Startup Culture Had Influenced My Fundraising Decisions
I now know that there’s a big difference between scalable and sustainable. This was something I overlooked because I was immersed in startup culture where hollow terms like “hockey stick growth” and “product-market fit” serve as rallying cries. To crowdfund, I hate to admit that I chose Kickstarter because I wanted the badge. We’d have to raise our entire goal’s amount to keep any of the money pledged, but I cared about the Kickstarter brand name. Although $14,300 was pledged by 371 folks, we didn’t reach our $25,000 goal. We captured $7,000 on an Indiegogo campaign, but after taxes and fees, it didn’t get us very far. Until writing this, I thought my failure was either in asking for too much money or not being transparent enough about our goal. I had plans to quit my job and wanted enough cash to pay a developer and to support me working on it full-time for a few months. I didn’t want to publicly admit that to myself or my employer at the time, so I focused on the tech in the campaign.Today, I can painfully see that we probably wouldn’t have raised the money even if I was transparent. The $25,000 wouldn’t have gotten us much further, and I think our audience knew that at the time. When the crowdfunding didn’t work and curators started losing steam, I tried everything: partnerships, sponsored newsletters, booking shows. I eventually let it fizzle. The people who loved the service and wanted it to survive didn’t want a tote bag. They wanted to be involved.
My Business Should Have Cultivated a Long-Term Community
Reflecting on this story now, a co-op model feels like a blatantly clear fit—at least an option worth exploring. We likely would have shed many of our 7,000-plus subscribers, then grown a little slower. We would have embraced our small group and made decisions accordingly. Rather than scale, we would’ve been driven by longevity, quality and maybe even fun. A cooperative business, or co-op, is owned by its members who run it jointly and share profits or other benefits. A friend who runs his personal finance company as a co-op describes their business as “operated and owned equally by the people that work here.” You’ve probably seen or shopped at a food co-op. They’re open to everyone and invested members decide what goes on the shelves, how they interact with the community and the future of the organization. I find physical co-ops like grocery stores, breweries and music venues easiest to wrap my head around, but I’ve also seen co-ops for music platforms, music writers, staffing agencies, record label groups and radio stations. Multiple designers and developers helped me on the tech side. One friend, in particular, built a beautiful system for us and spent countless hours with me at coffee shops and bars working through all of our challenges. All of the code he wrote was open-source. All because he loved the project.
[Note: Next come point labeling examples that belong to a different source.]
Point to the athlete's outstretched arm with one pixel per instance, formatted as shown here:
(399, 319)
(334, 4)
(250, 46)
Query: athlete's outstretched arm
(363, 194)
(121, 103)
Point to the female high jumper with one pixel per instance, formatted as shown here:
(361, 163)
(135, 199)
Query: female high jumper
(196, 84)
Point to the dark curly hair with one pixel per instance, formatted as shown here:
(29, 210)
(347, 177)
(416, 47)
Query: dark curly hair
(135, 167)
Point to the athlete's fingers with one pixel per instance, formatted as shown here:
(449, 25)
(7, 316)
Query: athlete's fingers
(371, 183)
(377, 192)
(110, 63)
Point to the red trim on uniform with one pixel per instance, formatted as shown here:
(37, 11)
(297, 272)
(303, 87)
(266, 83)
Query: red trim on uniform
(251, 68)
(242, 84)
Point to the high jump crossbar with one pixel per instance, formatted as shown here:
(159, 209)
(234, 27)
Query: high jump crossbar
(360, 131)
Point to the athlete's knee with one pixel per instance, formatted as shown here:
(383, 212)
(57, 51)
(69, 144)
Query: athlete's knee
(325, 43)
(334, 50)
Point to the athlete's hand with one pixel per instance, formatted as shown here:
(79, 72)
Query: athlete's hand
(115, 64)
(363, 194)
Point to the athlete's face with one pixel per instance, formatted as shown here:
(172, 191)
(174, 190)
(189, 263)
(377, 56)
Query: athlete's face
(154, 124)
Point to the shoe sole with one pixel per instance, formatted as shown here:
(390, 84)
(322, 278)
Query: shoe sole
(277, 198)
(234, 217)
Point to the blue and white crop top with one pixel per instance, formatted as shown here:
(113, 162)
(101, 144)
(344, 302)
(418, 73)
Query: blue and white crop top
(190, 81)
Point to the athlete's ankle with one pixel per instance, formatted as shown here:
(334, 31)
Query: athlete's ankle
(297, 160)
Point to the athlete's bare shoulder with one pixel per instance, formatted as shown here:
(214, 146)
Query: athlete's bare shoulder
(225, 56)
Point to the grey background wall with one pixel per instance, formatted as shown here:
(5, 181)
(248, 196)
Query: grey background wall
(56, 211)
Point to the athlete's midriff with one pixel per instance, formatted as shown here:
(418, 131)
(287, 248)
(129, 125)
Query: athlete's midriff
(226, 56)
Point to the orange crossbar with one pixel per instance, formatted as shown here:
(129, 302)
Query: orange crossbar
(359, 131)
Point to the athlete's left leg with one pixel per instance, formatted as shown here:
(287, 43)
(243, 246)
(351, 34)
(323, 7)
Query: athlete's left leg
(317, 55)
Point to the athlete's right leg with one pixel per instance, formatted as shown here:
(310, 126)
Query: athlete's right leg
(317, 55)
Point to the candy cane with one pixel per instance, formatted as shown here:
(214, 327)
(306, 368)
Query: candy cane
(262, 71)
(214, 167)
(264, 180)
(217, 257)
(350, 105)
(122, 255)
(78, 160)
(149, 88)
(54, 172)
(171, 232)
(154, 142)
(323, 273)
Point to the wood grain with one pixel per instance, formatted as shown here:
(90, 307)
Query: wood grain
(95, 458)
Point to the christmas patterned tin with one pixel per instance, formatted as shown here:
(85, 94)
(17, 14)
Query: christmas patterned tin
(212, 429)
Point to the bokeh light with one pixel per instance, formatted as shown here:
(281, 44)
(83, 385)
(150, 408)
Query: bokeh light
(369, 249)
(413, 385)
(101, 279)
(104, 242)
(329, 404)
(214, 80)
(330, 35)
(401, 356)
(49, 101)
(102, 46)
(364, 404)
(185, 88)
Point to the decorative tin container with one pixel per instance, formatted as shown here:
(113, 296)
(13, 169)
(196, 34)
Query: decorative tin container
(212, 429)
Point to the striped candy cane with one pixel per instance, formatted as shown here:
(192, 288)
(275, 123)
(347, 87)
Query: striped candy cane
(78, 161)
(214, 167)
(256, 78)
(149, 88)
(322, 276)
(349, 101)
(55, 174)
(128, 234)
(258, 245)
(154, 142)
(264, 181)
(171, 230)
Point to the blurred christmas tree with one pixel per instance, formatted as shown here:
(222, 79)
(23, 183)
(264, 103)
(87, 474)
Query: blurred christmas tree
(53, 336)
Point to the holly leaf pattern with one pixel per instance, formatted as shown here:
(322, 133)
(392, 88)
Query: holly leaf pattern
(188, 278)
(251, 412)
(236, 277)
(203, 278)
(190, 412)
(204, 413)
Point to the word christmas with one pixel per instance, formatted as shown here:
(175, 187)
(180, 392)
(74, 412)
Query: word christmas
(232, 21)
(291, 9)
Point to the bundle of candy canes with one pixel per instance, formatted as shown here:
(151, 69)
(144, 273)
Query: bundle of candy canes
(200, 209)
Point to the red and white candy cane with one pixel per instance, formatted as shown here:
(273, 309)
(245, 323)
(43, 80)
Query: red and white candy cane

The writing was on the wall. Everything about this project screamed member-owned. I just didn’t see it. Longevity and community betterment wasn’t as sexy as fast profits and TechCrunch articles, I guess. Now, I can envision members at curator, listener and staff levels. I’m not entirely sure how much time people would put in, what their benefits would be and what the logistics would look like. Today, there are co-op accelerators and experts to help with those sorts of things. I can’t let myself become too regretful. I met some of my closest friends through that community and it gave me the confidence to start things. I will always wonder if adopting a co-op model could have changed things. Maybe it would have helped me let go of control and take a more democratic approach. Free from trying to fit the startup mold, maybe I could have held onto the project’s essence and let it be what it was: a small, beautiful community of music-lovers sharing art, insights and ideas.